Also how did you install your mist nozzles? did you put them into the screen section on the top of your tank with the screen top wedges? Can you post a pic of the top of the tank with the nozzles installed.

Where did you get the R2 moonlights.


----------



## scrubbydan (Jan 31, 2012)

The Hygrometer is the combo Exo-Terra one. For some reason it never gets above 40% and in previous pics you'll see I have a glass top and I also have the screen sealed up. I have about an inch of resivoir water and plenty of condensation on the sides. As for making the screen wedges, I just used some black plastic (the plastic off the cover of an old fivestar notebook) and cut out a little square of it for each nozzle head. Then I drilled the 5/8" or whatever the size was for the MistKing nozzles in the plastic. I epoxied the little squares to the bottom of the screen frame above the door and then put the mistheads in.


----------



## scrubbydan (Jan 31, 2012)

Ok I had to put some color in this baby so I ordered some more broms. The Galaxy is the pinkish one in the back and looks much better than anticipated! I plan on putting some more pups on the tree in the middle when they get a little bigger. Now I am just waiting to see if I can culture frut flies before I get some froggies. I'm set on 4 D. Leucomelas. I want the orange ones, and am wondering if they just look orange in the pictures because I've seen yellow ones as well?
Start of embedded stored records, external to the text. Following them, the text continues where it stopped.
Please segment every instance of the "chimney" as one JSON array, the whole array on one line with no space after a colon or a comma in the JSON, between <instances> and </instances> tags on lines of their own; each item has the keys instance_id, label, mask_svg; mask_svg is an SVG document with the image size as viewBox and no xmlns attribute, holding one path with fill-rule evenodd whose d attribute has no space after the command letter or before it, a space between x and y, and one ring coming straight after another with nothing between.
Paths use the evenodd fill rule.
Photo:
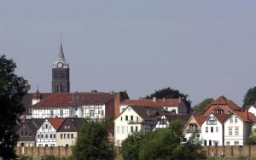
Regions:
<instances>
[{"instance_id":1,"label":"chimney","mask_svg":"<svg viewBox=\"0 0 256 160\"><path fill-rule=\"evenodd\" d=\"M156 102L156 97L153 97L153 102Z\"/></svg>"}]
</instances>

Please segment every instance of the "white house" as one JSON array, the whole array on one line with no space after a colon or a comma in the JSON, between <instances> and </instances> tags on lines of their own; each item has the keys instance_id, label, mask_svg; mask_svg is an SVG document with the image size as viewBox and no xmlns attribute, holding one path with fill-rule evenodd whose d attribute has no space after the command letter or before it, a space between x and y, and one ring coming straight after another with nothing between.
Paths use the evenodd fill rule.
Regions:
<instances>
[{"instance_id":1,"label":"white house","mask_svg":"<svg viewBox=\"0 0 256 160\"><path fill-rule=\"evenodd\" d=\"M56 146L56 132L64 118L47 118L36 134L36 146Z\"/></svg>"},{"instance_id":2,"label":"white house","mask_svg":"<svg viewBox=\"0 0 256 160\"><path fill-rule=\"evenodd\" d=\"M141 99L141 100L125 100L121 102L120 112L129 106L157 106L162 107L166 111L175 112L176 114L190 113L190 104L183 99Z\"/></svg>"},{"instance_id":3,"label":"white house","mask_svg":"<svg viewBox=\"0 0 256 160\"><path fill-rule=\"evenodd\" d=\"M161 108L128 106L114 120L115 146L121 146L130 134L153 129L163 114Z\"/></svg>"},{"instance_id":4,"label":"white house","mask_svg":"<svg viewBox=\"0 0 256 160\"><path fill-rule=\"evenodd\" d=\"M249 137L255 117L246 111L234 111L224 122L224 146L243 146Z\"/></svg>"},{"instance_id":5,"label":"white house","mask_svg":"<svg viewBox=\"0 0 256 160\"><path fill-rule=\"evenodd\" d=\"M56 93L32 105L33 118L114 117L120 93Z\"/></svg>"},{"instance_id":6,"label":"white house","mask_svg":"<svg viewBox=\"0 0 256 160\"><path fill-rule=\"evenodd\" d=\"M191 116L183 128L185 141L193 138L191 140L201 140L201 125L206 121L207 117L202 115ZM193 137L195 136L195 137Z\"/></svg>"},{"instance_id":7,"label":"white house","mask_svg":"<svg viewBox=\"0 0 256 160\"><path fill-rule=\"evenodd\" d=\"M203 146L224 145L224 123L229 114L212 113L201 125L201 140Z\"/></svg>"}]
</instances>

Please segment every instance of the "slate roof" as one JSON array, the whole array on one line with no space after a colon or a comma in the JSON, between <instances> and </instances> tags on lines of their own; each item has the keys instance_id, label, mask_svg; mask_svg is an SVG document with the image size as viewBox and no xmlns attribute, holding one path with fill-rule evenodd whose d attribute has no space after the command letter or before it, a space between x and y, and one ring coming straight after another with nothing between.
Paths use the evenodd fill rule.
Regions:
<instances>
[{"instance_id":1,"label":"slate roof","mask_svg":"<svg viewBox=\"0 0 256 160\"><path fill-rule=\"evenodd\" d=\"M32 107L79 106L104 105L114 98L114 94L103 92L55 93L32 106Z\"/></svg>"},{"instance_id":2,"label":"slate roof","mask_svg":"<svg viewBox=\"0 0 256 160\"><path fill-rule=\"evenodd\" d=\"M182 100L179 99L157 99L153 101L152 99L143 100L125 100L121 105L140 106L179 106Z\"/></svg>"}]
</instances>

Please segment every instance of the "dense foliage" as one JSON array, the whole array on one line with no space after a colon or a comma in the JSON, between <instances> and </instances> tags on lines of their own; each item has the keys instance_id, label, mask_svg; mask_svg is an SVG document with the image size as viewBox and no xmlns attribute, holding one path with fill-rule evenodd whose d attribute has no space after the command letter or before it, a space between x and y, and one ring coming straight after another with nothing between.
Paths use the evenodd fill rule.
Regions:
<instances>
[{"instance_id":1,"label":"dense foliage","mask_svg":"<svg viewBox=\"0 0 256 160\"><path fill-rule=\"evenodd\" d=\"M79 131L73 147L76 159L113 159L113 144L108 140L110 119L87 120Z\"/></svg>"},{"instance_id":2,"label":"dense foliage","mask_svg":"<svg viewBox=\"0 0 256 160\"><path fill-rule=\"evenodd\" d=\"M147 95L145 99L152 99L153 97L156 97L157 99L178 99L183 98L186 99L188 97L187 94L180 93L178 90L171 89L171 88L164 88L160 90L155 90L154 93L151 94L150 95Z\"/></svg>"},{"instance_id":3,"label":"dense foliage","mask_svg":"<svg viewBox=\"0 0 256 160\"><path fill-rule=\"evenodd\" d=\"M15 157L18 140L15 127L25 110L22 97L29 89L27 81L15 73L15 68L12 60L0 56L0 157L6 159Z\"/></svg>"},{"instance_id":4,"label":"dense foliage","mask_svg":"<svg viewBox=\"0 0 256 160\"><path fill-rule=\"evenodd\" d=\"M256 102L256 86L253 88L250 88L247 94L243 98L243 105L242 106L245 107L247 106L254 105Z\"/></svg>"},{"instance_id":5,"label":"dense foliage","mask_svg":"<svg viewBox=\"0 0 256 160\"><path fill-rule=\"evenodd\" d=\"M199 143L181 143L183 127L180 121L176 121L171 123L167 129L148 132L144 136L140 136L142 138L133 134L122 143L123 158L206 159L206 153L201 151L202 147ZM129 150L128 147L134 150Z\"/></svg>"},{"instance_id":6,"label":"dense foliage","mask_svg":"<svg viewBox=\"0 0 256 160\"><path fill-rule=\"evenodd\" d=\"M202 111L205 107L213 101L213 98L207 98L193 108L194 111Z\"/></svg>"}]
</instances>

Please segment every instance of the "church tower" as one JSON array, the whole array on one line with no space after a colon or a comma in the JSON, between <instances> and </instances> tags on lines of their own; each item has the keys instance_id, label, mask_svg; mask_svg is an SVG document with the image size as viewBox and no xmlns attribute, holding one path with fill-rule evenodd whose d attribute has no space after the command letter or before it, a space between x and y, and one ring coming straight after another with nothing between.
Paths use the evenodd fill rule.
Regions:
<instances>
[{"instance_id":1,"label":"church tower","mask_svg":"<svg viewBox=\"0 0 256 160\"><path fill-rule=\"evenodd\" d=\"M66 61L61 43L57 59L52 67L52 93L69 92L69 64Z\"/></svg>"}]
</instances>

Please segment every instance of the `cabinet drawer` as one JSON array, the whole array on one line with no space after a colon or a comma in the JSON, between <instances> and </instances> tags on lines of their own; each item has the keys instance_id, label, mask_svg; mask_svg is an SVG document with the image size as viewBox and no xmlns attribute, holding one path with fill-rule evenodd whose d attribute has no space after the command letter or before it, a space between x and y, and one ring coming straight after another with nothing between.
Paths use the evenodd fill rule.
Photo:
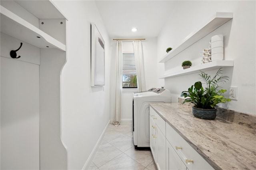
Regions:
<instances>
[{"instance_id":1,"label":"cabinet drawer","mask_svg":"<svg viewBox=\"0 0 256 170\"><path fill-rule=\"evenodd\" d=\"M166 139L188 169L214 170L170 126L166 124Z\"/></svg>"},{"instance_id":2,"label":"cabinet drawer","mask_svg":"<svg viewBox=\"0 0 256 170\"><path fill-rule=\"evenodd\" d=\"M151 107L149 107L149 115L165 136L165 121Z\"/></svg>"}]
</instances>

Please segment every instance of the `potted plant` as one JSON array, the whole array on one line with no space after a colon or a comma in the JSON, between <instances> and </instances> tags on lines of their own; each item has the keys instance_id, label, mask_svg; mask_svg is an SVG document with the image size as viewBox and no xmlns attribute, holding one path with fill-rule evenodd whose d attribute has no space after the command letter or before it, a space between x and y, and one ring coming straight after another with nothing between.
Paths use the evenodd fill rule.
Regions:
<instances>
[{"instance_id":1,"label":"potted plant","mask_svg":"<svg viewBox=\"0 0 256 170\"><path fill-rule=\"evenodd\" d=\"M230 98L224 98L222 94L226 90L221 89L218 84L226 82L229 77L221 76L222 70L220 68L212 78L207 73L202 72L199 74L200 78L206 84L204 88L202 83L196 82L188 88L188 91L182 92L181 96L185 98L183 103L190 102L194 104L192 107L193 114L195 117L204 119L213 120L216 117L217 110L215 107L219 103L230 102ZM186 98L187 97L188 98Z\"/></svg>"},{"instance_id":2,"label":"potted plant","mask_svg":"<svg viewBox=\"0 0 256 170\"><path fill-rule=\"evenodd\" d=\"M168 52L169 52L172 50L172 48L171 48L171 47L169 47L167 48L167 49L166 49L166 52L168 53Z\"/></svg>"},{"instance_id":3,"label":"potted plant","mask_svg":"<svg viewBox=\"0 0 256 170\"><path fill-rule=\"evenodd\" d=\"M181 66L183 67L184 69L186 69L186 68L190 67L190 66L192 66L192 63L189 60L184 61L181 64Z\"/></svg>"}]
</instances>

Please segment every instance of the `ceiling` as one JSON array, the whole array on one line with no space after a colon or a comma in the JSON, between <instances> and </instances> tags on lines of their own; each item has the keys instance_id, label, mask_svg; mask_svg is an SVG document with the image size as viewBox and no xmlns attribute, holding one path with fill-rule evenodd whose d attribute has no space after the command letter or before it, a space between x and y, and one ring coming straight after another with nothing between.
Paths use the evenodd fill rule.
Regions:
<instances>
[{"instance_id":1,"label":"ceiling","mask_svg":"<svg viewBox=\"0 0 256 170\"><path fill-rule=\"evenodd\" d=\"M172 0L95 1L110 38L157 37L170 16ZM132 32L133 28L138 31Z\"/></svg>"}]
</instances>

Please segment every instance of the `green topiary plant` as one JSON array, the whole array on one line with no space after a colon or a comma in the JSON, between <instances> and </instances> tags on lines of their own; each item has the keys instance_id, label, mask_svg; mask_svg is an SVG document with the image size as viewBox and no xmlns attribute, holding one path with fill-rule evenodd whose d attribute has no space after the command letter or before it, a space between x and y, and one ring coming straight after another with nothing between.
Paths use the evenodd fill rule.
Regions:
<instances>
[{"instance_id":1,"label":"green topiary plant","mask_svg":"<svg viewBox=\"0 0 256 170\"><path fill-rule=\"evenodd\" d=\"M172 50L172 48L171 48L171 47L169 47L168 48L167 48L167 49L166 49L166 52L168 52L170 50Z\"/></svg>"},{"instance_id":2,"label":"green topiary plant","mask_svg":"<svg viewBox=\"0 0 256 170\"><path fill-rule=\"evenodd\" d=\"M192 66L192 63L189 60L184 61L181 65L182 67L185 66Z\"/></svg>"}]
</instances>

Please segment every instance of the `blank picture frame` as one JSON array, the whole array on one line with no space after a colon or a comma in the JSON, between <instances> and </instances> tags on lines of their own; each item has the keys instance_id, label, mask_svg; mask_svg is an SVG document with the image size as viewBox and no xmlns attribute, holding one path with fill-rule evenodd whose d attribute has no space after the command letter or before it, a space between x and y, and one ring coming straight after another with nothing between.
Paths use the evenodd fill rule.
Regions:
<instances>
[{"instance_id":1,"label":"blank picture frame","mask_svg":"<svg viewBox=\"0 0 256 170\"><path fill-rule=\"evenodd\" d=\"M105 42L94 23L91 23L91 86L105 85Z\"/></svg>"}]
</instances>

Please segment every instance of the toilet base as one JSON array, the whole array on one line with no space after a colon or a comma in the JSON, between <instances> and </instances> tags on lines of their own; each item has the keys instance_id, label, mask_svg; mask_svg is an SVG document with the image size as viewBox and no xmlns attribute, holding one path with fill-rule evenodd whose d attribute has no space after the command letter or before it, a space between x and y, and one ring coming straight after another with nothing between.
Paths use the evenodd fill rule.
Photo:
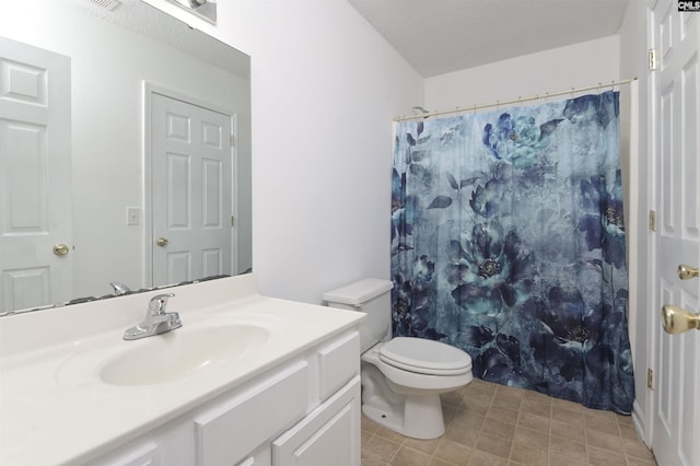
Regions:
<instances>
[{"instance_id":1,"label":"toilet base","mask_svg":"<svg viewBox=\"0 0 700 466\"><path fill-rule=\"evenodd\" d=\"M362 413L377 424L413 439L438 439L445 433L439 394L406 395L401 404L368 400Z\"/></svg>"}]
</instances>

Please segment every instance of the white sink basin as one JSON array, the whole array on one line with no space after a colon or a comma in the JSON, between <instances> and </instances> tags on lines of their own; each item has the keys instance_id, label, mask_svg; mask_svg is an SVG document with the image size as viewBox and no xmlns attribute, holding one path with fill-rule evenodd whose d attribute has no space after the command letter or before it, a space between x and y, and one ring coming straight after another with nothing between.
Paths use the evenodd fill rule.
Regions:
<instances>
[{"instance_id":1,"label":"white sink basin","mask_svg":"<svg viewBox=\"0 0 700 466\"><path fill-rule=\"evenodd\" d=\"M100 378L109 385L152 385L192 375L206 368L240 360L260 348L270 331L257 325L186 327L128 342L109 359Z\"/></svg>"}]
</instances>

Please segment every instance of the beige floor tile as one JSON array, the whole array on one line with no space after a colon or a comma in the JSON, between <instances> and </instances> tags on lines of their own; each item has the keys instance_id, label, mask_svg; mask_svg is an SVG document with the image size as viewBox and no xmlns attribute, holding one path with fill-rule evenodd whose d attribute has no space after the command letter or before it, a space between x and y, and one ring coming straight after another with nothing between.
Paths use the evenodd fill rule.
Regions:
<instances>
[{"instance_id":1,"label":"beige floor tile","mask_svg":"<svg viewBox=\"0 0 700 466\"><path fill-rule=\"evenodd\" d=\"M629 416L477 380L442 405L434 440L363 416L362 466L656 466Z\"/></svg>"},{"instance_id":2,"label":"beige floor tile","mask_svg":"<svg viewBox=\"0 0 700 466\"><path fill-rule=\"evenodd\" d=\"M550 451L549 466L586 466L586 455L584 453L581 456L571 456L568 454Z\"/></svg>"},{"instance_id":3,"label":"beige floor tile","mask_svg":"<svg viewBox=\"0 0 700 466\"><path fill-rule=\"evenodd\" d=\"M527 466L547 466L549 453L547 448L536 448L526 445L513 445L511 461Z\"/></svg>"},{"instance_id":4,"label":"beige floor tile","mask_svg":"<svg viewBox=\"0 0 700 466\"><path fill-rule=\"evenodd\" d=\"M463 443L442 439L435 448L434 456L450 464L464 466L471 456L471 447Z\"/></svg>"},{"instance_id":5,"label":"beige floor tile","mask_svg":"<svg viewBox=\"0 0 700 466\"><path fill-rule=\"evenodd\" d=\"M518 426L517 429L515 429L513 443L529 446L530 448L548 450L549 434L547 432Z\"/></svg>"},{"instance_id":6,"label":"beige floor tile","mask_svg":"<svg viewBox=\"0 0 700 466\"><path fill-rule=\"evenodd\" d=\"M523 399L521 403L521 411L549 419L551 415L551 405L534 401L532 399Z\"/></svg>"},{"instance_id":7,"label":"beige floor tile","mask_svg":"<svg viewBox=\"0 0 700 466\"><path fill-rule=\"evenodd\" d=\"M515 433L515 424L487 418L483 421L483 428L481 429L481 432L500 436L502 439L512 440L513 433Z\"/></svg>"},{"instance_id":8,"label":"beige floor tile","mask_svg":"<svg viewBox=\"0 0 700 466\"><path fill-rule=\"evenodd\" d=\"M474 452L467 466L508 466L508 459L483 452Z\"/></svg>"},{"instance_id":9,"label":"beige floor tile","mask_svg":"<svg viewBox=\"0 0 700 466\"><path fill-rule=\"evenodd\" d=\"M435 453L435 448L438 448L439 443L440 439L420 440L407 438L406 440L404 440L402 445L432 455Z\"/></svg>"},{"instance_id":10,"label":"beige floor tile","mask_svg":"<svg viewBox=\"0 0 700 466\"><path fill-rule=\"evenodd\" d=\"M573 440L564 439L563 436L550 435L549 451L562 456L585 458L586 445L583 443L583 439L580 440L580 442L574 442Z\"/></svg>"},{"instance_id":11,"label":"beige floor tile","mask_svg":"<svg viewBox=\"0 0 700 466\"><path fill-rule=\"evenodd\" d=\"M536 401L540 404L551 405L552 397L549 395L545 395L544 393L526 389L525 393L523 394L523 399L526 399L528 401Z\"/></svg>"},{"instance_id":12,"label":"beige floor tile","mask_svg":"<svg viewBox=\"0 0 700 466\"><path fill-rule=\"evenodd\" d=\"M517 417L517 424L528 429L549 433L549 417L537 416L530 412L521 411Z\"/></svg>"},{"instance_id":13,"label":"beige floor tile","mask_svg":"<svg viewBox=\"0 0 700 466\"><path fill-rule=\"evenodd\" d=\"M511 454L512 443L513 442L509 439L502 439L500 436L482 432L481 435L479 435L479 441L477 442L475 450L508 459Z\"/></svg>"},{"instance_id":14,"label":"beige floor tile","mask_svg":"<svg viewBox=\"0 0 700 466\"><path fill-rule=\"evenodd\" d=\"M464 463L464 464L466 465L466 463ZM362 465L362 466L364 466L364 465ZM445 462L443 459L440 459L436 456L433 456L432 459L430 461L430 466L457 466L457 465L455 463L448 463L448 462ZM462 466L462 465L459 465L459 466Z\"/></svg>"},{"instance_id":15,"label":"beige floor tile","mask_svg":"<svg viewBox=\"0 0 700 466\"><path fill-rule=\"evenodd\" d=\"M580 419L578 422L573 420L569 422L557 421L552 419L549 423L549 432L552 435L563 436L564 439L585 443L582 419Z\"/></svg>"},{"instance_id":16,"label":"beige floor tile","mask_svg":"<svg viewBox=\"0 0 700 466\"><path fill-rule=\"evenodd\" d=\"M633 457L637 459L643 459L646 462L653 462L654 455L649 451L646 445L638 439L622 439L622 445L625 446L625 453L628 458Z\"/></svg>"},{"instance_id":17,"label":"beige floor tile","mask_svg":"<svg viewBox=\"0 0 700 466\"><path fill-rule=\"evenodd\" d=\"M583 423L586 429L606 432L611 435L619 435L620 431L618 429L617 422L615 421L615 417L612 412L609 412L609 415L610 416L602 416L597 412L584 412Z\"/></svg>"},{"instance_id":18,"label":"beige floor tile","mask_svg":"<svg viewBox=\"0 0 700 466\"><path fill-rule=\"evenodd\" d=\"M388 463L392 461L396 452L398 452L400 446L401 445L396 442L392 442L377 435L372 435L370 440L362 445L362 457Z\"/></svg>"},{"instance_id":19,"label":"beige floor tile","mask_svg":"<svg viewBox=\"0 0 700 466\"><path fill-rule=\"evenodd\" d=\"M586 445L597 446L611 452L622 452L622 439L619 435L611 435L607 432L586 429Z\"/></svg>"},{"instance_id":20,"label":"beige floor tile","mask_svg":"<svg viewBox=\"0 0 700 466\"><path fill-rule=\"evenodd\" d=\"M568 424L583 424L583 413L561 409L560 407L551 407L551 420Z\"/></svg>"},{"instance_id":21,"label":"beige floor tile","mask_svg":"<svg viewBox=\"0 0 700 466\"><path fill-rule=\"evenodd\" d=\"M385 427L380 427L377 430L375 430L374 435L378 435L383 439L390 440L392 442L396 442L396 443L402 443L404 439L406 439L400 433L394 432L393 430L387 429Z\"/></svg>"},{"instance_id":22,"label":"beige floor tile","mask_svg":"<svg viewBox=\"0 0 700 466\"><path fill-rule=\"evenodd\" d=\"M402 445L389 464L392 466L429 466L431 459L432 455Z\"/></svg>"},{"instance_id":23,"label":"beige floor tile","mask_svg":"<svg viewBox=\"0 0 700 466\"><path fill-rule=\"evenodd\" d=\"M471 399L468 398L468 395L466 395L464 398L462 398L462 405L459 405L459 408L464 411L468 411L475 415L486 416L486 413L489 412L489 406L491 406L490 403Z\"/></svg>"},{"instance_id":24,"label":"beige floor tile","mask_svg":"<svg viewBox=\"0 0 700 466\"><path fill-rule=\"evenodd\" d=\"M495 421L516 423L517 412L514 409L501 408L500 406L491 405L489 411L486 413L487 419L493 419Z\"/></svg>"},{"instance_id":25,"label":"beige floor tile","mask_svg":"<svg viewBox=\"0 0 700 466\"><path fill-rule=\"evenodd\" d=\"M387 463L373 458L362 458L362 466L387 466Z\"/></svg>"},{"instance_id":26,"label":"beige floor tile","mask_svg":"<svg viewBox=\"0 0 700 466\"><path fill-rule=\"evenodd\" d=\"M615 453L592 445L586 445L586 453L591 466L627 466L627 459L621 453Z\"/></svg>"},{"instance_id":27,"label":"beige floor tile","mask_svg":"<svg viewBox=\"0 0 700 466\"><path fill-rule=\"evenodd\" d=\"M657 466L656 465L656 461L655 459L639 459L639 458L632 458L632 457L627 457L627 465L628 466Z\"/></svg>"},{"instance_id":28,"label":"beige floor tile","mask_svg":"<svg viewBox=\"0 0 700 466\"><path fill-rule=\"evenodd\" d=\"M552 398L551 407L552 409L560 409L564 411L573 411L573 412L583 411L583 406L581 406L579 403L569 401L568 399Z\"/></svg>"},{"instance_id":29,"label":"beige floor tile","mask_svg":"<svg viewBox=\"0 0 700 466\"><path fill-rule=\"evenodd\" d=\"M376 422L370 420L370 418L366 418L366 417L362 416L361 422L360 422L360 428L362 430L364 430L364 431L370 432L370 433L374 433L380 428L380 424L377 424Z\"/></svg>"}]
</instances>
Criticism is appreciated! (Red brom look ok behind the tree slightly?)


----------



## jeeperrs (Jan 14, 2010)

You did an outstanding job!


----------



## ajb28221 (Aug 23, 2011)

Wow! Really nice! The "tree" in the middle was a great addition, you need to plant some moss on that bad boy


----------



## scrubbydan (Jan 31, 2012)

Here is some pics of the 5 Leuc's I now have residing in my terrarium. They are about 2-3 months old in these pictures.


----------